Big News: Companies with women on their board of directors outperform those companies that have all-male boards, according to a 2012 study of more than 2000 companies worldwide by Credit Suisse. This is not big news to the handful of women who comprise 16.6% of Fortune 500 board seats. They are very clear about the value they bring to the table and assert it clearly in The Board Game: How Smart Women Become Corporate Directors by Betsy Berkhemer, available on Amazon.com. So why has that percentage been stuck for the last five years?
Fifty-eight outstanding women directors are speaking out and sharing their varied experience to encourage other women to join them. The Board Game is the blueprint.
There has never been a better time for women to fix their sights on what the Harvard Business Review calls "the pinnacle of career success" in its June issue. The business case is clear. Many male CEOs and institutional investors groups have joined with professional women's organizations to advocate for change. Mandated quotas for women on boards in Europe have "sensitized most boards to fairness argument for 'diversity,'" according to HBR. And U.S. legislation and regulations require more transparency and financial expertise on public company boards.

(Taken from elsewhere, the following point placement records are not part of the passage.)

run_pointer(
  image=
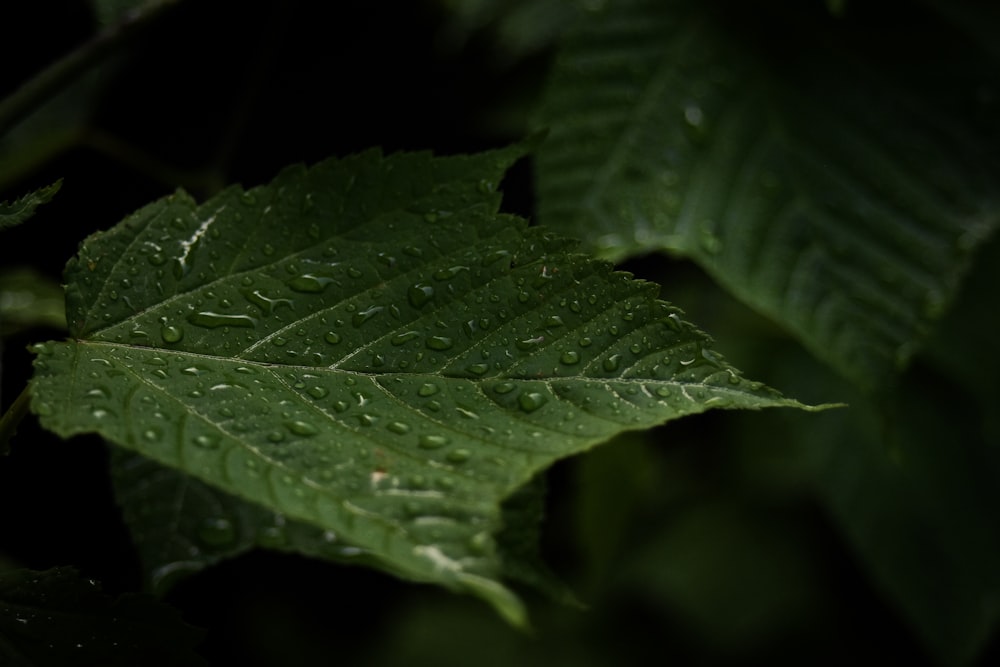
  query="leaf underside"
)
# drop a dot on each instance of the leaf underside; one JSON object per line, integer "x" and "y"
{"x": 367, "y": 347}
{"x": 16, "y": 212}
{"x": 823, "y": 178}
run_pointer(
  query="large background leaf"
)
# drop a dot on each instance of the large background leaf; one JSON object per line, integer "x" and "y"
{"x": 368, "y": 347}
{"x": 835, "y": 173}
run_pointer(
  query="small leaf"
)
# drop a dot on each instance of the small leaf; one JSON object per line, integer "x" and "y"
{"x": 368, "y": 347}
{"x": 836, "y": 175}
{"x": 56, "y": 618}
{"x": 12, "y": 214}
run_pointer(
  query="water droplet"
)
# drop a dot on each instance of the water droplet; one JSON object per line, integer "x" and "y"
{"x": 404, "y": 337}
{"x": 612, "y": 363}
{"x": 267, "y": 305}
{"x": 449, "y": 273}
{"x": 171, "y": 334}
{"x": 419, "y": 294}
{"x": 529, "y": 401}
{"x": 694, "y": 116}
{"x": 710, "y": 242}
{"x": 495, "y": 256}
{"x": 213, "y": 320}
{"x": 363, "y": 316}
{"x": 398, "y": 427}
{"x": 432, "y": 441}
{"x": 570, "y": 357}
{"x": 309, "y": 283}
{"x": 459, "y": 455}
{"x": 216, "y": 532}
{"x": 207, "y": 441}
{"x": 318, "y": 392}
{"x": 302, "y": 428}
{"x": 526, "y": 344}
{"x": 440, "y": 343}
{"x": 428, "y": 389}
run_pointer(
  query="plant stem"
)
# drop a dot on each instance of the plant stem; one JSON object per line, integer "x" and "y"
{"x": 15, "y": 413}
{"x": 57, "y": 75}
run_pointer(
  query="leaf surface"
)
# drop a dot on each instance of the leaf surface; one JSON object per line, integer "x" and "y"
{"x": 368, "y": 347}
{"x": 16, "y": 212}
{"x": 835, "y": 174}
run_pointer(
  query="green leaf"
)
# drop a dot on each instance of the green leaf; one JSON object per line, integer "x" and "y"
{"x": 180, "y": 525}
{"x": 12, "y": 214}
{"x": 367, "y": 346}
{"x": 58, "y": 618}
{"x": 840, "y": 190}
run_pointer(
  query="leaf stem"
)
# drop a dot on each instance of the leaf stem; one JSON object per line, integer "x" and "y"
{"x": 49, "y": 81}
{"x": 15, "y": 413}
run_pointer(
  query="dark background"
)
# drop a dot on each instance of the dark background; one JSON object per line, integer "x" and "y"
{"x": 220, "y": 92}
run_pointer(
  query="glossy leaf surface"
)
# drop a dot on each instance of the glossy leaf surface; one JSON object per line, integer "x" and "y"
{"x": 835, "y": 174}
{"x": 368, "y": 347}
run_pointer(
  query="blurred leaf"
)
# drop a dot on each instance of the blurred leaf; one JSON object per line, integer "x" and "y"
{"x": 29, "y": 299}
{"x": 369, "y": 347}
{"x": 21, "y": 209}
{"x": 56, "y": 618}
{"x": 835, "y": 174}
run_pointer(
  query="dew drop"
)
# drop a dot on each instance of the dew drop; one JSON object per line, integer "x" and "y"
{"x": 570, "y": 357}
{"x": 309, "y": 283}
{"x": 449, "y": 273}
{"x": 318, "y": 392}
{"x": 419, "y": 294}
{"x": 213, "y": 320}
{"x": 459, "y": 455}
{"x": 440, "y": 343}
{"x": 398, "y": 427}
{"x": 432, "y": 441}
{"x": 171, "y": 334}
{"x": 362, "y": 316}
{"x": 207, "y": 441}
{"x": 612, "y": 363}
{"x": 302, "y": 428}
{"x": 404, "y": 337}
{"x": 216, "y": 532}
{"x": 530, "y": 401}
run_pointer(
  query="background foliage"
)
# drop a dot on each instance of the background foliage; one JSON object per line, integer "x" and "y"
{"x": 859, "y": 535}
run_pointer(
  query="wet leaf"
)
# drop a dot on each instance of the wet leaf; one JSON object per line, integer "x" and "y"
{"x": 16, "y": 212}
{"x": 366, "y": 346}
{"x": 835, "y": 174}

The HBR research shines a light on the Credit Suisse findings, with 27% of women directors interviewed saying they "want to lead or continue leading a company", while only 19% of their male counterparts expressed this desire. This factor alone speaks to the women's disproportionate energy and forward momentum that drive outstanding performance. It may also account for the characterization of all-male boards as " pale, male and stale".
Millions of stockholders are women and have the power to question board composition. If they all voted "no" on slates of corporate directors that don't include women, together they'd exert awesome power to propel change.